Loubna, bir ömür boyu biriktirdiği öfkeyle konuşmak istiyordu. Hayatında ilk defa bir gazeteci ile görüşmesiydi bu. Evde sadece aile bireyleri olmasına rağmen hassas konuları telefonda bile fısıltı tonuyla konuştu. Aleviler, Esed rejimi tarafından sadakatli olarak nitelenir ancak hem kapalı Aleviler topluluğu ile hem de Sünnilerle son aylarda uzaktan gerçekleştirdiğim mülakatlar manzaranın karışık olduğunu gösterdi. Mülakatlarda Esed rejimine karşı derin bir memnuniyetsizlik olmasına karşın, Alevi halkı arasında rejimi tehdit anlamına gelecek en ufak bir hamlede yine Alevilerin hedef alınacağı kanaati yaygın.
Aleviler Suriye nüfusunun yüzde 10’unu oluşturuyor. Barışçıl ayaklanmalar kısa zamanda kanlı bir iç savaşa dönüşünce, Alevi mezhebi mensupları, rejimin çürümüşlüğünü ve baskıcılığını bir kenara bırakıp rejimi ayakta tutmayı seçtiler. Bugün Aleviler, savaşın amansız sonuna gelinirken, seçimlerinin karşılığını görüyor ve güya kazanan tarafta kendilerini buluyorlar bulmasına ama şimdi o zaferin ağır bir faturası ile de karşı karşıyalar.
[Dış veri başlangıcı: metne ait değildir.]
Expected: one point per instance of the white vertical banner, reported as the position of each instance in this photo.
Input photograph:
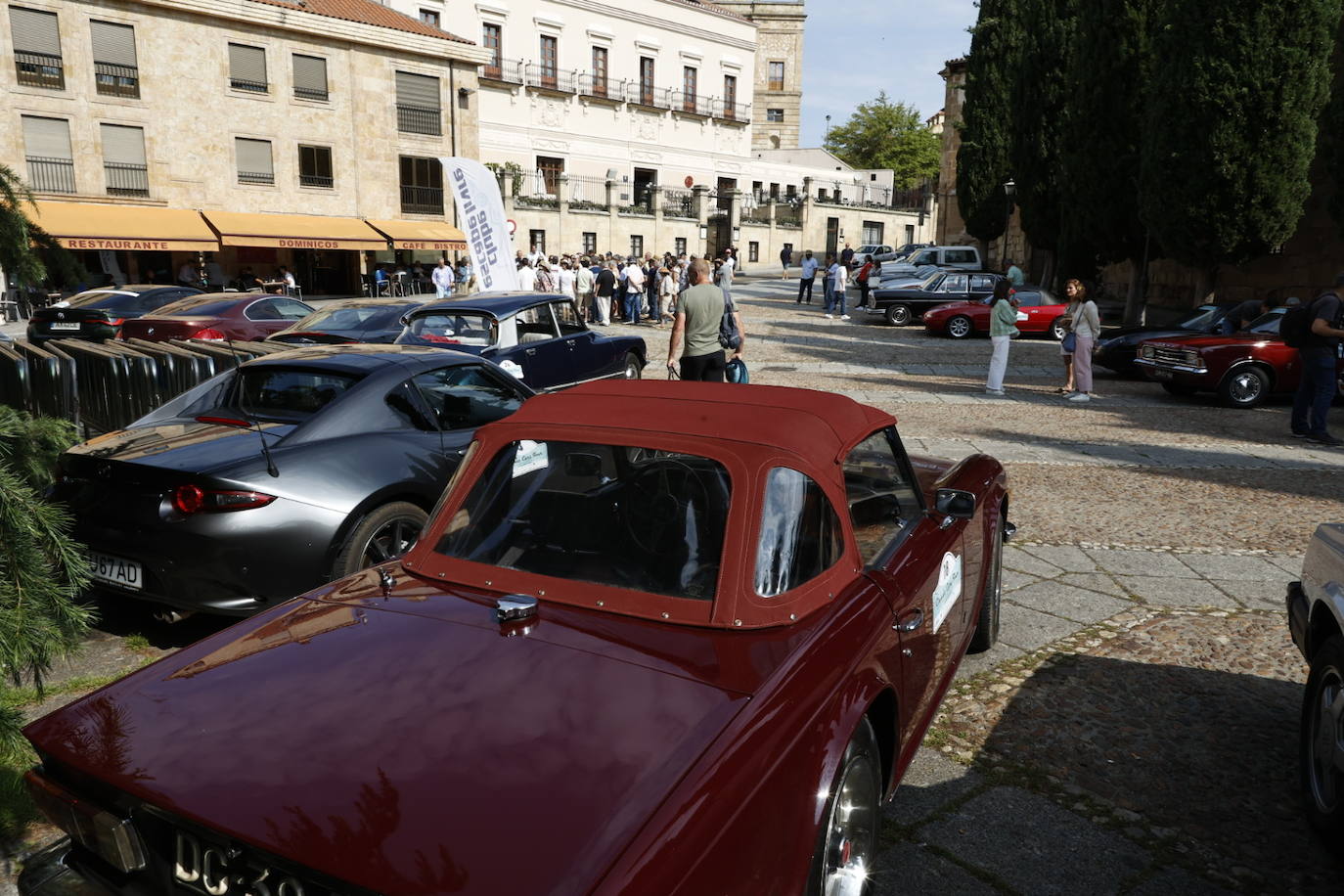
(481, 214)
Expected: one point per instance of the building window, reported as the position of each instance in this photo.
(423, 186)
(36, 49)
(647, 81)
(115, 71)
(600, 71)
(51, 165)
(419, 111)
(552, 171)
(247, 68)
(309, 76)
(254, 165)
(124, 160)
(491, 39)
(689, 87)
(315, 166)
(550, 61)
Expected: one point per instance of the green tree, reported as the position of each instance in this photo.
(1100, 125)
(987, 124)
(1234, 93)
(887, 135)
(42, 569)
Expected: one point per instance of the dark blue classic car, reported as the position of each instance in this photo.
(539, 338)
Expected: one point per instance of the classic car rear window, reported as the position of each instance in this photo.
(613, 515)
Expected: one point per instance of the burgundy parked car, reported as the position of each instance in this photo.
(218, 316)
(658, 639)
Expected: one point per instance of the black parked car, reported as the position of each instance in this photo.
(354, 320)
(1117, 347)
(901, 306)
(281, 474)
(97, 313)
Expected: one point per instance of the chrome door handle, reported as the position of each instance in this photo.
(910, 623)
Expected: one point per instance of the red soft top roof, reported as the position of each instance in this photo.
(798, 421)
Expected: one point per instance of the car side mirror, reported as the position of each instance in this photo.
(955, 503)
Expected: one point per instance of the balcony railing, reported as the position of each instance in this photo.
(248, 86)
(117, 81)
(543, 78)
(691, 104)
(509, 71)
(51, 175)
(419, 119)
(39, 70)
(423, 201)
(125, 179)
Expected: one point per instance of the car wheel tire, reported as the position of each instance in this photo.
(1322, 740)
(1178, 388)
(383, 535)
(848, 841)
(987, 623)
(1243, 387)
(898, 315)
(633, 367)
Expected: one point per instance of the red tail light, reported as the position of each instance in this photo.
(190, 500)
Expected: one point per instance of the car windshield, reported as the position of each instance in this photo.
(280, 392)
(455, 328)
(614, 515)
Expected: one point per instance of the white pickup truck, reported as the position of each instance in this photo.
(1316, 621)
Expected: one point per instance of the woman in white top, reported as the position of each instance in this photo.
(1086, 328)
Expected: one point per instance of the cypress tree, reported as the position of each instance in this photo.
(1234, 93)
(983, 161)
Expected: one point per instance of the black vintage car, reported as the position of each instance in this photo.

Rejimin ordu ve milis teşkilinde büyük oranda eti budu belli Alevilere dayanması, gençlerin orantısız yüksek ölümlerine yol açtı. Ordu içindeki bu baskın rolleri, bazı rejim askerlerinin çoğu defa kamera önünde işledikleri cinayetler ile de birleşince -Sünni Suriyelilerin gözünde- Alevi adı işbirlikçi bir suç şebekesi olarak algılanır hale geldi. Üstelik kaymağını yüksek rütbeli rejim subayları ile muhaberatın ajanlarının yediği yolsuzluklar ve savaş fırsatçılığı, Sünnilerin gözündeki Alevilere ilişkin yolsuz, iltimaslı ve zengin oldukları algısını pekiştirdi. Durumun pekâlâ farkında olan Aleviler ise bu imajı en baştan reddetmekte.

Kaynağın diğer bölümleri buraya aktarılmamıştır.